Since the Memorandum of Cooperation was signed with the Government of Uzbekistan in October 1996, the British Council and its local partners have conducted numerous projects and programmes in education, English and culture. Summarizing the most significant of them, particularly those designed to strengthen the learning and teaching of English and sharing experience between Uzbekistan and the United Kingdom in the field of education, Mark Crossey noted that the cooperation between the British Council and the Ministry of Higher and Secondary Specialised Education of the Republic of Uzbekistan (MHSSE) have produced a programme aimed at the professional development of the young generation of scientists and researchers to develop their academic writing skills.
“Please tell us about the project in more detail.”

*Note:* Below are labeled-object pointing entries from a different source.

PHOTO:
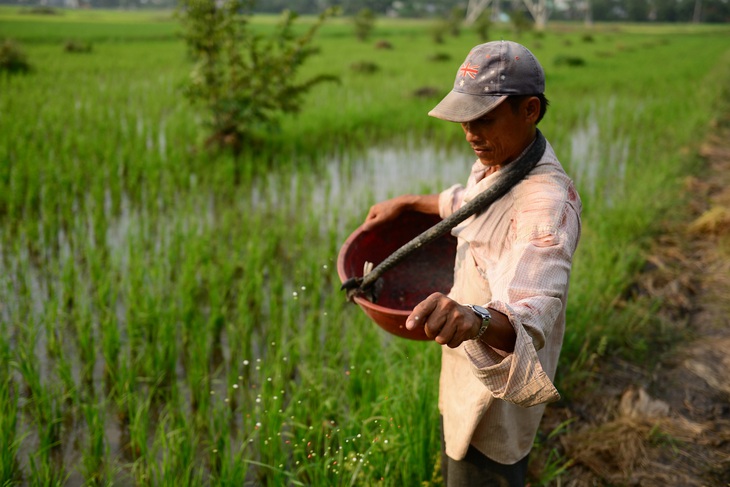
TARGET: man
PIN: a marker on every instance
(503, 322)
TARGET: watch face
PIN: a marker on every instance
(481, 311)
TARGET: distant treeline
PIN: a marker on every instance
(600, 10)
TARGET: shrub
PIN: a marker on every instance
(364, 22)
(12, 58)
(567, 60)
(366, 67)
(74, 46)
(440, 57)
(483, 24)
(246, 82)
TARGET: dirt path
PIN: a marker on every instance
(669, 425)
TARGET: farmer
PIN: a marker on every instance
(502, 324)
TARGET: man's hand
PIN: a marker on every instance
(390, 209)
(444, 320)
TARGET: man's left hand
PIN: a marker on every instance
(444, 320)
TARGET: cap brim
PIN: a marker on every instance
(461, 107)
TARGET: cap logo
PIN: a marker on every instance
(468, 69)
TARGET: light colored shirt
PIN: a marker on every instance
(515, 258)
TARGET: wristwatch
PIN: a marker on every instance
(484, 314)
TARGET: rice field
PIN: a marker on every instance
(170, 316)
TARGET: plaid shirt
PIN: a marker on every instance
(515, 258)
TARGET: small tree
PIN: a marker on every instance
(520, 23)
(482, 25)
(364, 24)
(245, 81)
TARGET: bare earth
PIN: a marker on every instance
(667, 424)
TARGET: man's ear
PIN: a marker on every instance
(532, 109)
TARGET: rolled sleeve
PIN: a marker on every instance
(517, 377)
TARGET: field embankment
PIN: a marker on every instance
(165, 322)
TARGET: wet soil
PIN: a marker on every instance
(666, 423)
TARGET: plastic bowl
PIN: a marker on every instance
(427, 270)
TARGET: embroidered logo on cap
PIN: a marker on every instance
(468, 69)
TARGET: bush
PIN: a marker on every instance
(232, 76)
(566, 60)
(364, 24)
(365, 67)
(77, 46)
(483, 24)
(12, 58)
(41, 10)
(439, 57)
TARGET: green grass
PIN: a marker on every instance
(162, 325)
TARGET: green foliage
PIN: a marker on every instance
(520, 22)
(364, 23)
(366, 67)
(13, 58)
(482, 25)
(245, 82)
(454, 21)
(75, 46)
(568, 60)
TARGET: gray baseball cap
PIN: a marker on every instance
(490, 73)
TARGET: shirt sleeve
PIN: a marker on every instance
(529, 285)
(450, 200)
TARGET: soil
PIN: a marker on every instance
(668, 423)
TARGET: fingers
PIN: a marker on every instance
(443, 320)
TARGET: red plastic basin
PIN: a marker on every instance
(427, 270)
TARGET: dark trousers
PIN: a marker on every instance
(476, 470)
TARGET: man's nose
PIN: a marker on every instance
(471, 134)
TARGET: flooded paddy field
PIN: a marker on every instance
(163, 322)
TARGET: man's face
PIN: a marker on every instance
(501, 135)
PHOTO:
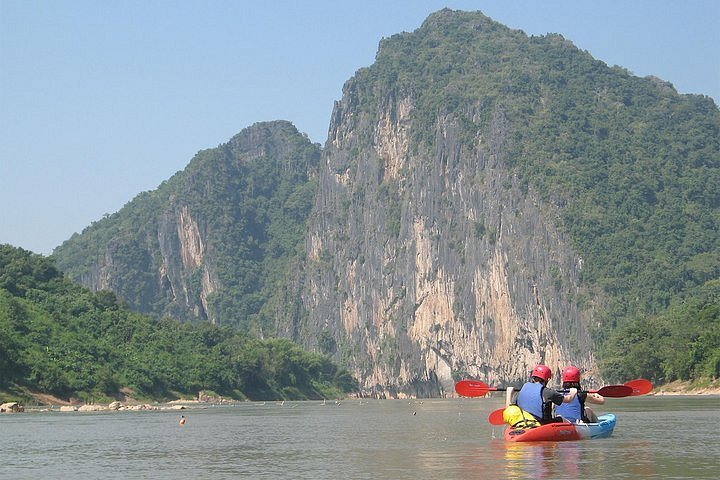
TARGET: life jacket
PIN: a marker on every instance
(573, 411)
(518, 418)
(530, 399)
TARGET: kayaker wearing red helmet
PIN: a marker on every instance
(576, 410)
(536, 398)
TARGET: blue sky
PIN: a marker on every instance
(102, 100)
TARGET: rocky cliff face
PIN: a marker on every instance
(177, 250)
(433, 263)
(428, 261)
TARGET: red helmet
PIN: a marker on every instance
(542, 371)
(571, 374)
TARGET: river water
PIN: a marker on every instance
(655, 437)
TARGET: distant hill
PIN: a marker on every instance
(58, 338)
(485, 200)
(216, 240)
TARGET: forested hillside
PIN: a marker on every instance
(57, 337)
(216, 241)
(486, 198)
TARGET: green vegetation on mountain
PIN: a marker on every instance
(632, 167)
(250, 197)
(57, 337)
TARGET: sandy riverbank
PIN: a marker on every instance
(687, 388)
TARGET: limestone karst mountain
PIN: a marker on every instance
(485, 200)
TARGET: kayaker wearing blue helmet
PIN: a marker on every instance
(536, 398)
(576, 410)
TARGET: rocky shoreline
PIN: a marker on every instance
(48, 403)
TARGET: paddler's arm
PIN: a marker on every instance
(570, 396)
(595, 398)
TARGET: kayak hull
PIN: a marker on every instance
(563, 432)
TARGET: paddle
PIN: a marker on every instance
(632, 388)
(475, 388)
(640, 386)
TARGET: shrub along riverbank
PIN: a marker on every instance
(60, 339)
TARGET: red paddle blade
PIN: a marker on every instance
(495, 417)
(616, 391)
(471, 388)
(640, 386)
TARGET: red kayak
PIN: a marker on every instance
(560, 432)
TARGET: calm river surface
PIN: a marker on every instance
(655, 437)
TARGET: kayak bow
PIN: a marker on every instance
(561, 432)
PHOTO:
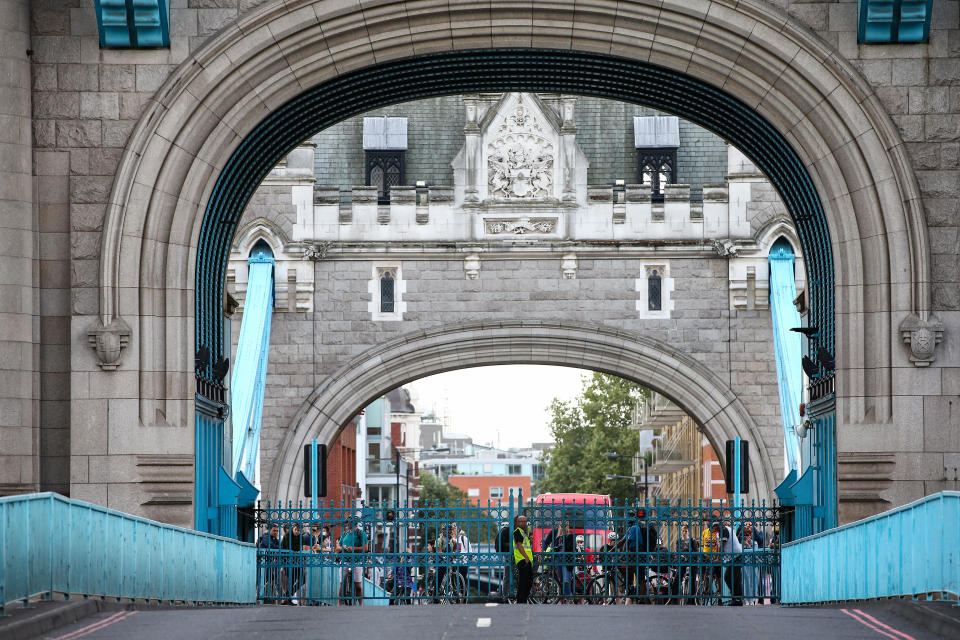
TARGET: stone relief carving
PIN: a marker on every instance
(923, 336)
(520, 158)
(520, 226)
(108, 342)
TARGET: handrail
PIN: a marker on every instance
(51, 544)
(907, 551)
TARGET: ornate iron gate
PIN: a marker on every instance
(583, 552)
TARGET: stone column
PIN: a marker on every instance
(19, 433)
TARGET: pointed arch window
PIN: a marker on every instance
(654, 290)
(387, 291)
(656, 168)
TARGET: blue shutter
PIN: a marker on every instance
(894, 21)
(133, 24)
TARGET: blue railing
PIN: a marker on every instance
(908, 551)
(53, 545)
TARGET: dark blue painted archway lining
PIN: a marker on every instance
(534, 70)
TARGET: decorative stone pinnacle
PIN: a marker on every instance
(108, 342)
(923, 336)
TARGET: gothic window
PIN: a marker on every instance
(387, 282)
(654, 290)
(386, 288)
(656, 168)
(385, 169)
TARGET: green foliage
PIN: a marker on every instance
(595, 422)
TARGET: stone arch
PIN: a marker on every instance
(657, 365)
(814, 107)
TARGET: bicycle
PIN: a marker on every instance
(452, 589)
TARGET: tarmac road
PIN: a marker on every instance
(501, 621)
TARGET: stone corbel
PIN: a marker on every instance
(108, 342)
(923, 335)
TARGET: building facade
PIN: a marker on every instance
(125, 172)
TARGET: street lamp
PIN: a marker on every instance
(611, 454)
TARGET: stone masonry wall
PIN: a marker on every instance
(435, 136)
(85, 102)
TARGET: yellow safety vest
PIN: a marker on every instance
(517, 552)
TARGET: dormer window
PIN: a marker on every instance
(384, 150)
(654, 290)
(656, 139)
(387, 282)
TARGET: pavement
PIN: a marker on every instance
(897, 621)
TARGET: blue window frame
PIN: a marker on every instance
(133, 24)
(894, 21)
(654, 291)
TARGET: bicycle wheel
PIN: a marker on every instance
(593, 592)
(546, 590)
(684, 596)
(709, 591)
(456, 588)
(610, 588)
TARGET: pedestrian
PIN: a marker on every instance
(502, 546)
(733, 560)
(687, 546)
(351, 545)
(267, 546)
(462, 549)
(751, 572)
(641, 537)
(295, 543)
(523, 558)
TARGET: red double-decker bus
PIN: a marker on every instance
(588, 514)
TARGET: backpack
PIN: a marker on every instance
(503, 540)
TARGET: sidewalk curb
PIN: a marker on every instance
(41, 623)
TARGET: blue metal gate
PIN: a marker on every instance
(597, 553)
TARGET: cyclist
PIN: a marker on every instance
(614, 574)
(523, 558)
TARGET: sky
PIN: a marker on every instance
(504, 404)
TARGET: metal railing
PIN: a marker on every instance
(908, 551)
(50, 544)
(430, 553)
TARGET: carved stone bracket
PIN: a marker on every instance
(726, 248)
(923, 336)
(317, 252)
(108, 342)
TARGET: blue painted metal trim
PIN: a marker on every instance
(51, 544)
(133, 24)
(894, 21)
(248, 492)
(908, 551)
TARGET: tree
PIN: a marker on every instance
(597, 421)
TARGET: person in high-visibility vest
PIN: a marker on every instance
(523, 557)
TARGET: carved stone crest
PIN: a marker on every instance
(520, 226)
(108, 342)
(520, 158)
(923, 336)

“The project was developed in cooperation with the MHSSE and the Istedod Foundation in an effort to help promising scholars and research fellows to improve their skills in writing scientific articles for foreign publications and discuss opportunities for international research projects. As a result of its implementation, 20 researchers and 20 trainers from this country participated in the training in 2015 with leading British experts. Young researchers made a study visit to the UK as part of the programme.
“Currently, a new programme has been in progress for teachers of higher education institutions to improve English language skills. It has been developing in cooperation with MHSSE, the Uzbek State University of World Languages and the Center of Pedagogical Innovation, the programme will be launched in January 2017.”

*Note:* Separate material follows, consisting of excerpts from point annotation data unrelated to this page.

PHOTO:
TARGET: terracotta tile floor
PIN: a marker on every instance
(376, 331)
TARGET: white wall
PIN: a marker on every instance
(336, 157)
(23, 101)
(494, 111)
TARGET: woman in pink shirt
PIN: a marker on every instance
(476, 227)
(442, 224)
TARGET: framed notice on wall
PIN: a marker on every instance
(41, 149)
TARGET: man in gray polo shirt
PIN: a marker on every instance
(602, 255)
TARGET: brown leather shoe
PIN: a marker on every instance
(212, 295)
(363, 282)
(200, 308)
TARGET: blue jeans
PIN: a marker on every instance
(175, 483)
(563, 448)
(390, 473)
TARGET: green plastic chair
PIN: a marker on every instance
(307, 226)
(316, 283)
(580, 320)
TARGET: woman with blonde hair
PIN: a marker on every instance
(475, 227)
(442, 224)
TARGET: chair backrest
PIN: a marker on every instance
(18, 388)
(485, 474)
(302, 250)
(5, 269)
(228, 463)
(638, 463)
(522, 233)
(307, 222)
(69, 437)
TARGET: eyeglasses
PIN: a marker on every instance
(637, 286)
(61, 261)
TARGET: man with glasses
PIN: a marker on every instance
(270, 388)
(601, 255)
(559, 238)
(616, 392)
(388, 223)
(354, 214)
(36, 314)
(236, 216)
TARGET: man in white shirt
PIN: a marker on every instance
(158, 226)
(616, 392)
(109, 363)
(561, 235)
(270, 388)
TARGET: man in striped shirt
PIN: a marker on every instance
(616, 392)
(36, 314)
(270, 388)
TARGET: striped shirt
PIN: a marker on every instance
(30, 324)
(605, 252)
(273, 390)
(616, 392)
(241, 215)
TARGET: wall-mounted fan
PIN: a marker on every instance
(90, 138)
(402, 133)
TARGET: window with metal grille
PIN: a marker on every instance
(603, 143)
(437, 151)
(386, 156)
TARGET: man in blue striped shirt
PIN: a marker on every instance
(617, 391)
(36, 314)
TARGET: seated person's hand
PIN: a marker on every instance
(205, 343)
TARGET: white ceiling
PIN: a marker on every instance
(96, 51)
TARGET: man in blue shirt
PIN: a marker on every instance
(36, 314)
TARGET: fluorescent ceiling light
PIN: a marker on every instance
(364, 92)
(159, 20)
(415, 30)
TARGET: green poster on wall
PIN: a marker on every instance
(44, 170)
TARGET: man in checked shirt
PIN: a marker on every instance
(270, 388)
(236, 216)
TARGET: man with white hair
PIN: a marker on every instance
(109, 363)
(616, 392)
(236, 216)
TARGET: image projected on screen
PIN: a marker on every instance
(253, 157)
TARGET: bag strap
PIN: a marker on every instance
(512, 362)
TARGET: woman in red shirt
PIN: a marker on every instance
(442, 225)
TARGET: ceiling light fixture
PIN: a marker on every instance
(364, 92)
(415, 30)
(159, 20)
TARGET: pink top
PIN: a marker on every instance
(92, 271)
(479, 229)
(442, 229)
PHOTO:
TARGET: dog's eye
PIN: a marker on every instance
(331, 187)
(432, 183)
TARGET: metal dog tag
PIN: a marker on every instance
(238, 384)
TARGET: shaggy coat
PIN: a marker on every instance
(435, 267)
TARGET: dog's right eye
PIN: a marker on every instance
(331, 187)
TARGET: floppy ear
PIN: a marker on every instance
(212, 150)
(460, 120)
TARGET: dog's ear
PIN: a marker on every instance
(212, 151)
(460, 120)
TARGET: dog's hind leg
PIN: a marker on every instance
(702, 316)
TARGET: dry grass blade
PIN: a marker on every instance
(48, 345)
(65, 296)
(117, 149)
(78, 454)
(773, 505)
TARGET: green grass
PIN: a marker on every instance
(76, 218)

“National educators have given high acclaims of the children’s textbook produced with the support from the British Council. Are there any other similar projects you are working on at the moment?”
“What is pleasant that the Kid’s English, designed for elementary school students, is in demand and very popular, and every year about 600 thousand pupils across Uzbekistan use it in learning English.
“I have mentioned once that in the framework of the project “English for Tourism”, our specialists developed a motivating language course, Learn English for Tourism, for students of travel industry colleges. It is practice-oriented and contains exercises and activities close to working situations. The course is being piloted in four colleges that train professionals in the given sector.”
“Mr. Crossey, you have said on several occasions that the cooperation between the British Council and Uzbekistan can serve as a model for other countries. What makes this cooperation special?”
“The special feature is that our work in Uzbekistan has been successful and fruitful. It is rewarding that in our activities we do not restrict ourselves to the education sector; we’ve been active enough in the field of arts too. I believe our interaction also benefits from the fact that the British Council and Uzbekistan barely rest on their laurels, and we keep moving together from one achievement to another. Therefore, we have every right to hope that the bilateral cooperation will only grow and flourish.”
“Who is British Council’s partner in art-related projects?”
“We have been running a programme in Uzbekistan in cooperation with the Ministry of Culture and Sports. Under the programme, Shakespeare’s Globe Theatre visited Tashkent in 2015 as part of its global tour. Then, there was a project to train young actors followed by the Uzbek-British theatre festival.
“Together with the Rose Brufford College’s leading UK expert in acting and voice projection we delivered several workshops for students of the Institute of Arts and Culture of Uzbekistan.
“And yesterday, an exhibition of UK modern art opened in Tashkent in partnership with Gallery of Art of Uzbekistan and Academy of Arts. The exposition will last until 29 December in the Gallery of Arts of Uzbekistan. It gives an overview of the diversity and energy of the artistic practice in the UK for the last two decades through the works of 19 artists whose masterpieces are the collection of the British Council.”